L’Enfant inouï à l’Opéra de Massy
Pour terminer la semaine d’école en musique, les jeunes mélomanes massicois (et aussi quelques moins jeunes) sont invités à découvrir l’opéra contemporain avec cette production de l’Ensemble TM+ (en résidence in loco) dirigé par Laurent Cuniot. Celui-ci s’est associé au metteur en scène Sylvain Maurice qui signe le livret de cette œuvre de 55 minutes, d’après L’Extraordinaire garçon qui dévorait les livres d’Oliver Jeffers. Ce garçon bizarre, prénommé Henri, a un pouvoir effectivement peu ordinaire : il “mange” (littéralement) les livres et en retient ainsi toutes les connaissances (un enfant assurément inouï, comme il l’annonce lui-même fièrement dès les premières mesures de la soirée).
La scène est simplement occupée par un grand carré blanc incliné sur lequel sont projetés des vidéos et quelques efficients jeux d’ombres (creusant le même sillon esthétique que le précédent spectacle signé TM+ avec Sylvain Maurice chroniqué sur nos pages). Les projections se veulent des « prolongements visuels étranges et fantastiques », avec souvent des nuages d’encres de couleurs ou des lettres qui s’accumulent, se mêlent et se dispersent. Comme lui-même à son tour phagocyté par tous ces caractères ou chiffres qu’il est censé dévorer, l’enfant se trouve en plein centre de cet écran. Ainsi coincé de tous côtés, perdu parmi cet amas de connaissances, le jeune Henri ne peut évoluer que dans le sens vertical : il s’élève lorsqu’il est au meilleur de sa forme et s’abaisse bien vite lorsque sa digestion des livres s’avère trop lente. Malade du décalage entre son esprit et son corps, et surtout de celui avec ses camarades et même ses parents (qui travaillent), il sombre dans la solitude et l’ennui. C’est alors qu’il prend goût non plus pour les livres mais pour la lecture (troquant l’accumulation de connaissance pour le plaisir) tandis qu’il calme sa faim avec des fruits et légumes.
Malgré son espace scénique très restreint, la soprano Raphaële Kennedy incarne cet enfant avec entrain et présence par un jeu très expressif. Sa voix, aidée par une sonorisation qui lui ajoute quelques fois des effets électroniques d’écho ou de profondeur exagérée, joue néanmoins d’une multitude de timbres, surtout dans le parler. Ses mélodies se rapprochent à ce point de la prosodie du texte qu’elles rappellent le traitement vocal d’une autre œuvre brève racontant l’aventure d’un enfant un peu étonnant avec les livres et les chiffres : L’Enfant et les sortilèges de Ravel.
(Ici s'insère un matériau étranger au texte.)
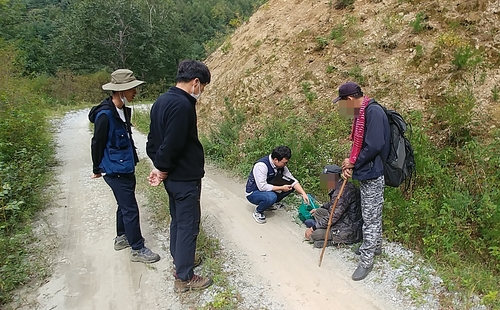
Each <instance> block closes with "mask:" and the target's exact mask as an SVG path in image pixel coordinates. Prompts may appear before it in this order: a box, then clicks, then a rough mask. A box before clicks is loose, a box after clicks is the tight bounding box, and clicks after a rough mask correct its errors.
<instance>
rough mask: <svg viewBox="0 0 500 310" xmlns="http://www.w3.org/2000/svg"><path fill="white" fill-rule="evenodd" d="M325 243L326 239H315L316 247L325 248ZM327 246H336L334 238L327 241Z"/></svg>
mask: <svg viewBox="0 0 500 310" xmlns="http://www.w3.org/2000/svg"><path fill="white" fill-rule="evenodd" d="M323 244H325V240H319V241H314V247H315V248H320V249H321V248H323ZM326 246H336V244H335V243H333V241H332V240H328V241H327V242H326Z"/></svg>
La prononciation de la chanteuse se veut bien distincte, mais la sonorisation des instruments n'aide pas à comprendre toutes les paroles (notamment lorsque l’enfant parle de soi à la troisième personne et emploie des termes bien compliqués pour le public invité “dès 8 ans”, les spectateurs de cet âge chuchotant alors à l’oreille d’un parent pour demander “qu’est-ce qu’il a dit ?” ou “ça veut dire quoi un oligoélément ?”). C’est dans le chant et notamment le registre aigu que l’interprète exprime le plus d’aisance, faisant preuve d’une souplesse de phrasés et de passages aussi doux que maîtrisés.
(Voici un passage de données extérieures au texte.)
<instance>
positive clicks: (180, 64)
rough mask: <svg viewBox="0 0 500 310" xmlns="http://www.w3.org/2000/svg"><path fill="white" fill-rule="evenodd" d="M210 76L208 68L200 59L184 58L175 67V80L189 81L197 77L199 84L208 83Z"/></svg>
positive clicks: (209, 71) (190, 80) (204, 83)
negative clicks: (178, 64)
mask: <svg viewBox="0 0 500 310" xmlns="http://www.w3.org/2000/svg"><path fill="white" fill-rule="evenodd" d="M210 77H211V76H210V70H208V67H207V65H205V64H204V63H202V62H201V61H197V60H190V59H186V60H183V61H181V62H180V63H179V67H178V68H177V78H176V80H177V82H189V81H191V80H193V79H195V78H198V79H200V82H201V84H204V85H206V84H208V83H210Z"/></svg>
Placés autour du grand carré (la flûtiste à jardin, le clarinettiste à cour et le percussionniste derrière en hauteur), les instrumentistes restent visibles du public et participent, par leur gestuelle, au mouvement scénique. Les percussions (Gianny Pizzolato) ajoutent en rythmes et surtout en effets aux atmosphères denses et colorées. Le mariage des timbres des flûtes (Anne-Cécile Cuniot) et des clarinettes (Etienne Lamaison) s’exprime, surtout dans les graves moelleux et quelques passages aux couleurs poétiques ou de danses rappelant parfois des couleurs et des rythmes cubains, mais l’écriture se montre souvent dense, symbolisant cette accumulation de savoirs qui finit par embrouiller l’estomac puis l’esprit du triste garçon. Les différentes scènes se suivent avec des longueurs différentes, et parfois sans liens évidents de l’une à l’autre. La dernière scène surtout déborde du cadre narratif, l’enfant partant dans une sorte de délire d’emmêlements de mots, entre noms de légumes et avec son nom projeté en grandes lettres.
Mais le sens redevient clair pour la morale de l’histoire récitée par l’enfant : « C’est en lisant, en écrivant, que vous deviendrez intelligents ». Les enfants-spectateurs applaudissent alors avec sagesse les artistes, avant sans doute d’aller se plonger dans un livre et de s’endormir (et qui sait, de rêver à cet enfant inouï, pour le devenir à leur tour).